Lord Bacon, in the aphorisms annexed to his treatise De augmentis Scientiarum, speaks of the necessity of a revision and digest of the law, in order to restore it to a sound and profitable state, whenever there has arisen a vast accumulation of volumes, throwing the system into confusion and uncertainty. The evils resulting from an indigestible heap of laws, and legal authorities, are great and manifest. They destroy the certainty of the law, and promote litigation, delay, and subtilty. The professors of the law cannot afford the expense and time necessary to collect and study the volumes, and they are obliged to rely too much on the second-hand authority of digests-ipse advocatus, cum tot libros perlegere et vincere non possit, compendia sectatur -glossa fortasse aliqua bona. The period anticipated by Lord Bacon seems now to have arrived.

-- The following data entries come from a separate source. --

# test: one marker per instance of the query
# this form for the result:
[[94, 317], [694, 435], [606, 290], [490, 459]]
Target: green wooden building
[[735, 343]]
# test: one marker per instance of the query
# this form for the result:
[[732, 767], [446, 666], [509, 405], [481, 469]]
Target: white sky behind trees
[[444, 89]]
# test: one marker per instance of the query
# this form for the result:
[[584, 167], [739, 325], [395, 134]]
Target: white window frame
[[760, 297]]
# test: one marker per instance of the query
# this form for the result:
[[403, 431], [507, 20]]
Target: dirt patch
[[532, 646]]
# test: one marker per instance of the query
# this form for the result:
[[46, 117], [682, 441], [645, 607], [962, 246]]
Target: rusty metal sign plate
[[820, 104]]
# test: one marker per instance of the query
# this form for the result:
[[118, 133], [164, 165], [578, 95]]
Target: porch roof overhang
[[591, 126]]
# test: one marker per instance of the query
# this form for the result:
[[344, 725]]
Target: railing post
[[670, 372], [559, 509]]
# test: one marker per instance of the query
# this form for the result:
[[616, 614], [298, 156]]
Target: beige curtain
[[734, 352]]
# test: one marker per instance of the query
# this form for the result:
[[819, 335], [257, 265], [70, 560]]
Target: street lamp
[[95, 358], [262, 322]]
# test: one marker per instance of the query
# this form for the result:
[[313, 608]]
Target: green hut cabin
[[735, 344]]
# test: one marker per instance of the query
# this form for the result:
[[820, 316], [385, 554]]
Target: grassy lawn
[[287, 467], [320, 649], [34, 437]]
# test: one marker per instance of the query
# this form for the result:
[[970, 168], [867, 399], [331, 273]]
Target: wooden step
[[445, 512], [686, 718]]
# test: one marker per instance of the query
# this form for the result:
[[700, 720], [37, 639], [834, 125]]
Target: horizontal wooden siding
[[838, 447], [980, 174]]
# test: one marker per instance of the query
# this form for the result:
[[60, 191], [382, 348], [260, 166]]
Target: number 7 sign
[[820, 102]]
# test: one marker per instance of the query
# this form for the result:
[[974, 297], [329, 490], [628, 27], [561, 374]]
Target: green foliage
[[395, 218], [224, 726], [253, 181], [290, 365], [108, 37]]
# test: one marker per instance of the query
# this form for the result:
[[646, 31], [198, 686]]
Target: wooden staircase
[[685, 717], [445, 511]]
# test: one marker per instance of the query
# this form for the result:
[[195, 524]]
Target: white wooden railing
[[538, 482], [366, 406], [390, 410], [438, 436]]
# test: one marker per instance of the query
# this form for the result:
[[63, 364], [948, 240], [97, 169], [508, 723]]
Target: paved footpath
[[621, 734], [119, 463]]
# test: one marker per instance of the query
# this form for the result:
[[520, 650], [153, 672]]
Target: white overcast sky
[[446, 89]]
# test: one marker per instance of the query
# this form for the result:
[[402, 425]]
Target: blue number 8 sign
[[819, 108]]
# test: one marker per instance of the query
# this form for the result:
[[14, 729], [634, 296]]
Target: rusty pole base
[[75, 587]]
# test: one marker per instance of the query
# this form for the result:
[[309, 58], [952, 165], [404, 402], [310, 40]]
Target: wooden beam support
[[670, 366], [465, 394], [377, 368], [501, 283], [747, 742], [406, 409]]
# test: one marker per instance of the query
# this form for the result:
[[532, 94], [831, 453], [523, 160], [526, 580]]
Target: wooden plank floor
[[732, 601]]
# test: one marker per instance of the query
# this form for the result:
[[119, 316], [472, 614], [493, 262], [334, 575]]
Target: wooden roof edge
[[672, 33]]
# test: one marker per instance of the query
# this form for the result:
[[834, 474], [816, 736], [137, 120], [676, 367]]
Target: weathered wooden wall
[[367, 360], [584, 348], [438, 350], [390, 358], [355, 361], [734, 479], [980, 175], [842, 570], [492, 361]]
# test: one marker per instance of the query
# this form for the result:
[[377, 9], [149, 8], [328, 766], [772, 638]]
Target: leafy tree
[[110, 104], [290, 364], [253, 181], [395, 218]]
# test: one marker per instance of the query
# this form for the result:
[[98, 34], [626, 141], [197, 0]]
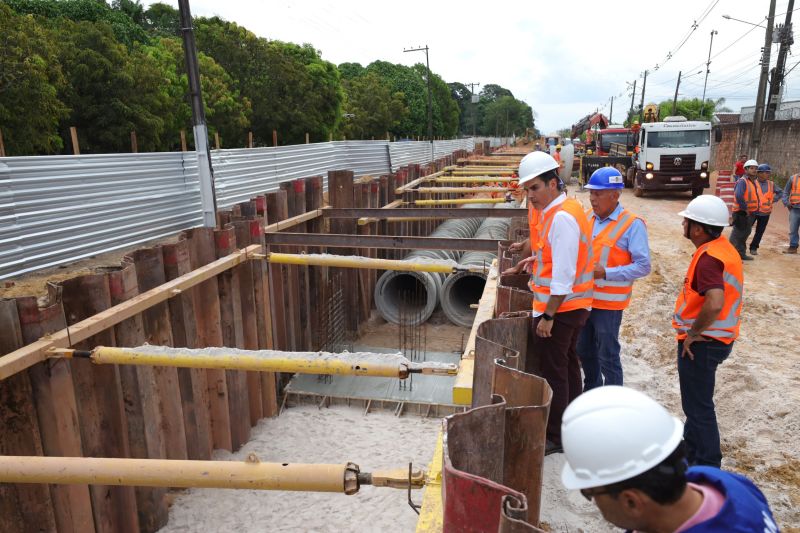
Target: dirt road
[[757, 392]]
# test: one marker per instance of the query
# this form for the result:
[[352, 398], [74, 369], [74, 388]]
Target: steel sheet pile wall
[[57, 209]]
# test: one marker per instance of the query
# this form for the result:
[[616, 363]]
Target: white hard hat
[[535, 164], [613, 433], [707, 209]]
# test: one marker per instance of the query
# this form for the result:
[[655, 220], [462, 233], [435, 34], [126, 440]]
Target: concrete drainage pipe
[[394, 288], [462, 289]]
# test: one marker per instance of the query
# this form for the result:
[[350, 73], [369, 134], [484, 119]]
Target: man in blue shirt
[[791, 199], [622, 254], [624, 451]]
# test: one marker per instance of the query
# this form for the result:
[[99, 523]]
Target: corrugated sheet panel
[[55, 209]]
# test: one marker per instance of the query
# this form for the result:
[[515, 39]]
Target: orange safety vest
[[794, 194], [765, 198], [581, 295], [726, 327], [612, 295], [750, 196]]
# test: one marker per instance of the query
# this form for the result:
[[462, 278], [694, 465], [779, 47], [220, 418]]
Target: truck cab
[[673, 155]]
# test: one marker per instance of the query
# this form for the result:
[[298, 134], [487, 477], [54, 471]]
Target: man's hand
[[544, 328], [690, 339]]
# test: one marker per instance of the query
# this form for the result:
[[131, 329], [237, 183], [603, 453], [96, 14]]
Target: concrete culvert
[[462, 289], [393, 288]]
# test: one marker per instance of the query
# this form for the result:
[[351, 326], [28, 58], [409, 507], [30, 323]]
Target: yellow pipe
[[459, 201], [250, 474], [263, 361], [460, 190], [358, 262], [475, 179]]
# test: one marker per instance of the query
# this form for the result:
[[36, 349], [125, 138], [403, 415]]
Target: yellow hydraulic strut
[[352, 364]]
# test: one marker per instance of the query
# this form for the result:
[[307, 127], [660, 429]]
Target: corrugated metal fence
[[58, 209]]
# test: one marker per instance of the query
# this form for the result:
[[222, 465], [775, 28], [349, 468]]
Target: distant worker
[[744, 208], [624, 451], [767, 194], [706, 320], [791, 199], [622, 254], [561, 283], [738, 168]]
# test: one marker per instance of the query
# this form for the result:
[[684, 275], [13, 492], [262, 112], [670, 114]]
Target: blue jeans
[[697, 378], [794, 226], [598, 348]]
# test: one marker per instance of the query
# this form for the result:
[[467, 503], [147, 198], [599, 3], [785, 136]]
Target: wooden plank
[[158, 332], [233, 336], [141, 399], [209, 333], [23, 507], [57, 411], [35, 352], [193, 382], [101, 413]]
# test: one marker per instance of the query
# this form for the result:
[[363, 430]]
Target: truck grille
[[687, 162]]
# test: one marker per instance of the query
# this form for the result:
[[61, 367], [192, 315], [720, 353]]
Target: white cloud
[[565, 59]]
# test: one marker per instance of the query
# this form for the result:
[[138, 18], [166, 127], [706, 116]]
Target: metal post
[[758, 118], [208, 198], [708, 64], [675, 100], [641, 109], [778, 75]]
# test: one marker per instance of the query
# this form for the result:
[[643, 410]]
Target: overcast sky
[[563, 66]]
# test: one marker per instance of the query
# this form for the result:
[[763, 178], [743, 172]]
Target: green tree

The spirit of the present age, and the cause of truth and justice, require more simplicity in the system, and that the text authorities should be reduced within the manageable limits; and a new digest of the whole body of the American common law, upon the excellent model of Comyn's Digest, and executed by a like master artist, retaining what is applicable, and rejecting every thing that is obsolete and inapplicable to our institutions, would be an immense public blessing.
A solemn decision upon a point of law, arising in any given case, becomes an authority in a like case, because it is the highest evidence which we can have of the law applicable to the subject, and the judges are bound to follow that decision so long as it stands unreversed, unless it can be shown that the law was misunderstood or misapplied in that particular case. If a decision has been made upon solemn argument and mature deliberation, the presumption is in
a Bacon's Aphorisms, De accumulatione legum nimia, Aph. No. De novis digestis legum, Aph. No. 59-64. De scriptoribus authenticis, Aph. No. 78.